会計基準の長い日々 第23回 与党の要請は時価会計凍結(その1)~会計基準とマクロ経済~
公認会計士 西川 郁生
( 42頁)
企業会計小委員会~減損会計基準の全面適用を急げ~
企業会計小委員会は自民党会館で通常朝8時から行われる。小委員会での議論は平場の議論と呼ばれるものの一つと思われる。そこには金融庁総務企画局の幹部が説明役として毎回呼ばれる。JICPAが会計基準の実務指針を作成していた頃から、私は会計制度担当常務理事として何回か出席することがあった。そのとき知ったのは、議員の中には、公認会計士が会計基準の作成に関わることを快く思わない人が相当数いることだった。
既に亡くなったある議員は、会計士に対する不快感を隠そうともしなかった。「会計士は会計にしか目がいかない。経済のことは全くわかっていない」といっていた。何があってそう思ったのかはわからない。

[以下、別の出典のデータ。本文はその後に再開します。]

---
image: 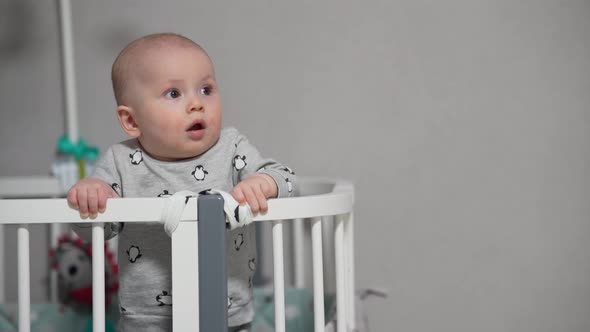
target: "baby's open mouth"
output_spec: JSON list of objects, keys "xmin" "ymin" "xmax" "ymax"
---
[{"xmin": 186, "ymin": 121, "xmax": 205, "ymax": 131}]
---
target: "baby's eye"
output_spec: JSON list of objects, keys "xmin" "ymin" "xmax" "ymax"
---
[
  {"xmin": 201, "ymin": 86, "xmax": 213, "ymax": 96},
  {"xmin": 166, "ymin": 89, "xmax": 180, "ymax": 99}
]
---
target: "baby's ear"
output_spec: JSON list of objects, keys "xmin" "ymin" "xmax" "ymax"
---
[{"xmin": 117, "ymin": 105, "xmax": 141, "ymax": 138}]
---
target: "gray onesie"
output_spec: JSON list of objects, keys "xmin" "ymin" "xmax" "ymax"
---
[{"xmin": 75, "ymin": 128, "xmax": 296, "ymax": 331}]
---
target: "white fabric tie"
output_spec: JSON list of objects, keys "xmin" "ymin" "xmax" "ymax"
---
[{"xmin": 160, "ymin": 189, "xmax": 254, "ymax": 237}]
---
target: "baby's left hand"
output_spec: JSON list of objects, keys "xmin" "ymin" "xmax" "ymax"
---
[{"xmin": 231, "ymin": 173, "xmax": 278, "ymax": 215}]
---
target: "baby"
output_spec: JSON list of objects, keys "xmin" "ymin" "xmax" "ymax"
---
[{"xmin": 68, "ymin": 33, "xmax": 295, "ymax": 331}]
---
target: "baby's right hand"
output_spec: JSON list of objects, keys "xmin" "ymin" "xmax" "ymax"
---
[{"xmin": 68, "ymin": 178, "xmax": 119, "ymax": 219}]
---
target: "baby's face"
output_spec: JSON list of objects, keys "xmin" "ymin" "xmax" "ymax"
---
[{"xmin": 129, "ymin": 47, "xmax": 221, "ymax": 160}]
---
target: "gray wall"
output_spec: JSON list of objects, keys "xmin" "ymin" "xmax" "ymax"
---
[{"xmin": 0, "ymin": 0, "xmax": 590, "ymax": 332}]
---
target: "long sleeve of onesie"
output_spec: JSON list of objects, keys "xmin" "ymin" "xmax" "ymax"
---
[
  {"xmin": 233, "ymin": 134, "xmax": 297, "ymax": 198},
  {"xmin": 72, "ymin": 148, "xmax": 123, "ymax": 242}
]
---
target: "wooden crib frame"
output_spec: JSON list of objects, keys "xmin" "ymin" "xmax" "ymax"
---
[{"xmin": 0, "ymin": 178, "xmax": 356, "ymax": 332}]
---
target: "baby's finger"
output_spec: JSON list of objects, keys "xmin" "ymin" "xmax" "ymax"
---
[
  {"xmin": 68, "ymin": 188, "xmax": 78, "ymax": 210},
  {"xmin": 98, "ymin": 189, "xmax": 110, "ymax": 213},
  {"xmin": 78, "ymin": 188, "xmax": 88, "ymax": 219},
  {"xmin": 231, "ymin": 186, "xmax": 246, "ymax": 204},
  {"xmin": 88, "ymin": 188, "xmax": 98, "ymax": 219},
  {"xmin": 242, "ymin": 186, "xmax": 259, "ymax": 215},
  {"xmin": 254, "ymin": 185, "xmax": 268, "ymax": 213}
]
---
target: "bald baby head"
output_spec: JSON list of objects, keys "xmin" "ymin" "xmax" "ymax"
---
[{"xmin": 111, "ymin": 33, "xmax": 208, "ymax": 105}]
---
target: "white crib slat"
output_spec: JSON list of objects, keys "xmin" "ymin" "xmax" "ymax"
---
[
  {"xmin": 344, "ymin": 212, "xmax": 356, "ymax": 329},
  {"xmin": 172, "ymin": 220, "xmax": 199, "ymax": 332},
  {"xmin": 49, "ymin": 224, "xmax": 63, "ymax": 303},
  {"xmin": 334, "ymin": 215, "xmax": 347, "ymax": 332},
  {"xmin": 311, "ymin": 217, "xmax": 325, "ymax": 332},
  {"xmin": 291, "ymin": 219, "xmax": 305, "ymax": 288},
  {"xmin": 0, "ymin": 225, "xmax": 6, "ymax": 303},
  {"xmin": 92, "ymin": 223, "xmax": 105, "ymax": 332},
  {"xmin": 272, "ymin": 220, "xmax": 285, "ymax": 332},
  {"xmin": 17, "ymin": 225, "xmax": 31, "ymax": 332}
]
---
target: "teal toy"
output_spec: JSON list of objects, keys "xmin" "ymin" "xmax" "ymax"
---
[
  {"xmin": 84, "ymin": 318, "xmax": 117, "ymax": 332},
  {"xmin": 57, "ymin": 135, "xmax": 98, "ymax": 179}
]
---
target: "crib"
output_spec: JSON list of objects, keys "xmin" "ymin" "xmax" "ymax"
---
[{"xmin": 0, "ymin": 178, "xmax": 356, "ymax": 332}]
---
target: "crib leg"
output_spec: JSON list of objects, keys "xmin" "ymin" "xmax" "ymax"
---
[
  {"xmin": 344, "ymin": 212, "xmax": 356, "ymax": 330},
  {"xmin": 18, "ymin": 225, "xmax": 31, "ymax": 332},
  {"xmin": 197, "ymin": 195, "xmax": 229, "ymax": 332},
  {"xmin": 334, "ymin": 215, "xmax": 347, "ymax": 332},
  {"xmin": 311, "ymin": 217, "xmax": 325, "ymax": 332},
  {"xmin": 272, "ymin": 221, "xmax": 285, "ymax": 332},
  {"xmin": 92, "ymin": 223, "xmax": 105, "ymax": 332}
]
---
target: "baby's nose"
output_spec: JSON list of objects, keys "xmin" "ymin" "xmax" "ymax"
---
[{"xmin": 188, "ymin": 97, "xmax": 208, "ymax": 112}]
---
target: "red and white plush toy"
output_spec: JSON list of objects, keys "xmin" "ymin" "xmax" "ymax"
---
[{"xmin": 49, "ymin": 234, "xmax": 119, "ymax": 310}]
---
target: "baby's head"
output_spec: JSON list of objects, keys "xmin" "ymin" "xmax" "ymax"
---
[{"xmin": 112, "ymin": 33, "xmax": 221, "ymax": 160}]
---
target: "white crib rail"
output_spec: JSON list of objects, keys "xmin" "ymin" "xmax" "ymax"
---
[{"xmin": 0, "ymin": 179, "xmax": 356, "ymax": 332}]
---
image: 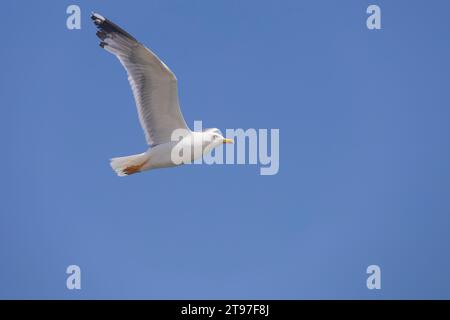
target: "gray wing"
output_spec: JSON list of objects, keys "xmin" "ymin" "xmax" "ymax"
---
[{"xmin": 91, "ymin": 13, "xmax": 189, "ymax": 146}]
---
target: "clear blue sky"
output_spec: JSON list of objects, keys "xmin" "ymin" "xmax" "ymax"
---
[{"xmin": 0, "ymin": 0, "xmax": 450, "ymax": 299}]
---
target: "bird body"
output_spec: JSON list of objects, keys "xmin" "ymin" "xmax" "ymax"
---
[{"xmin": 91, "ymin": 13, "xmax": 232, "ymax": 176}]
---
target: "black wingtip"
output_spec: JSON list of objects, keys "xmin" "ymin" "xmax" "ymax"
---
[{"xmin": 91, "ymin": 12, "xmax": 137, "ymax": 42}]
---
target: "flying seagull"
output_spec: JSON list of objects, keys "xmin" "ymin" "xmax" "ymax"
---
[{"xmin": 91, "ymin": 13, "xmax": 233, "ymax": 176}]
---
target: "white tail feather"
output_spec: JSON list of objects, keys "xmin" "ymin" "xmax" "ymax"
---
[{"xmin": 110, "ymin": 152, "xmax": 148, "ymax": 177}]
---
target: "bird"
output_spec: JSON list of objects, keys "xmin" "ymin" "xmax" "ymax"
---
[{"xmin": 91, "ymin": 12, "xmax": 233, "ymax": 176}]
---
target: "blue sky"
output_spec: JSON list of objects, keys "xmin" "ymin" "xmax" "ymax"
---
[{"xmin": 0, "ymin": 0, "xmax": 450, "ymax": 299}]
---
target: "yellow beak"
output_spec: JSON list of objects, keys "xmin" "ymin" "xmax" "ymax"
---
[{"xmin": 223, "ymin": 138, "xmax": 234, "ymax": 143}]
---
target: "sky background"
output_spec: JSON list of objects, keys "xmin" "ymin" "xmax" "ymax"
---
[{"xmin": 0, "ymin": 0, "xmax": 450, "ymax": 299}]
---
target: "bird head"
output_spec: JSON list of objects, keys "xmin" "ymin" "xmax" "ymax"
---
[{"xmin": 203, "ymin": 128, "xmax": 234, "ymax": 147}]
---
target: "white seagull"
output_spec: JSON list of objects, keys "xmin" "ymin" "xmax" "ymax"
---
[{"xmin": 91, "ymin": 13, "xmax": 233, "ymax": 176}]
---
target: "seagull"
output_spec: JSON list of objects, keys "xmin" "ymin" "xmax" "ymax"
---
[{"xmin": 91, "ymin": 13, "xmax": 233, "ymax": 176}]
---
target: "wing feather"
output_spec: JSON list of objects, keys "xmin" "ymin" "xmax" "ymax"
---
[{"xmin": 91, "ymin": 13, "xmax": 189, "ymax": 146}]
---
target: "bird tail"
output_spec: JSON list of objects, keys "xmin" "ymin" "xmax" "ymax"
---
[{"xmin": 110, "ymin": 152, "xmax": 149, "ymax": 177}]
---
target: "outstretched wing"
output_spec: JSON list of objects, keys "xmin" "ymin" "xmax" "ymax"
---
[{"xmin": 91, "ymin": 13, "xmax": 189, "ymax": 146}]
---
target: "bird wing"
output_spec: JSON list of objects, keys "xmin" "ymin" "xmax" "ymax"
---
[{"xmin": 91, "ymin": 13, "xmax": 189, "ymax": 146}]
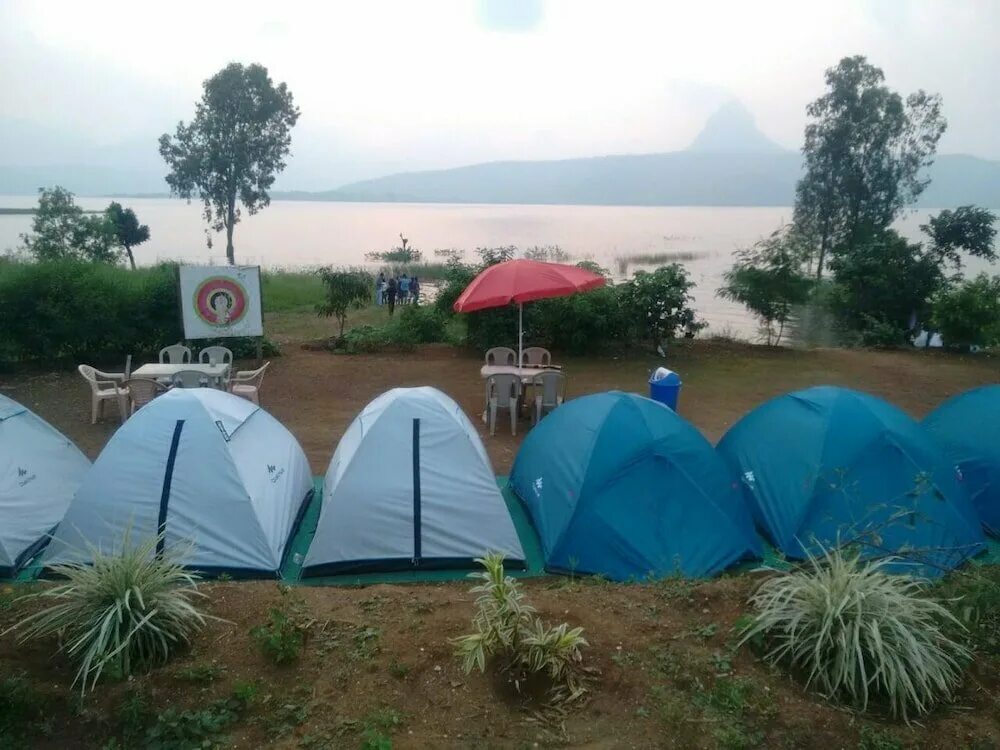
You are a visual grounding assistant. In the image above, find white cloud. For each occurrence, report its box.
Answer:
[0,0,1000,187]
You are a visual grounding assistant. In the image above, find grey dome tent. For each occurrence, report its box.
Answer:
[0,395,90,578]
[43,388,313,576]
[303,387,524,576]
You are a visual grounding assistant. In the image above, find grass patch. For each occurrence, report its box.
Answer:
[142,682,257,750]
[260,271,324,315]
[176,664,226,685]
[0,674,51,750]
[250,586,308,664]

ASBJの設立後は、私は斎藤委員長或いは他の常勤委員とともに頻繁に朝会に参加するようになる。その時点では会計基準作りにJICPAが関わることはなくなっていたが、以前からCPAとして顔を出していた見覚えのある顔があったせいか、相変わらず「会計士がなぜ会計基準を作るのだ」とその議員は繰返す。
そのような議員への対策として、ASBJ設立後数年間は、いつもFASF支援団体の設立...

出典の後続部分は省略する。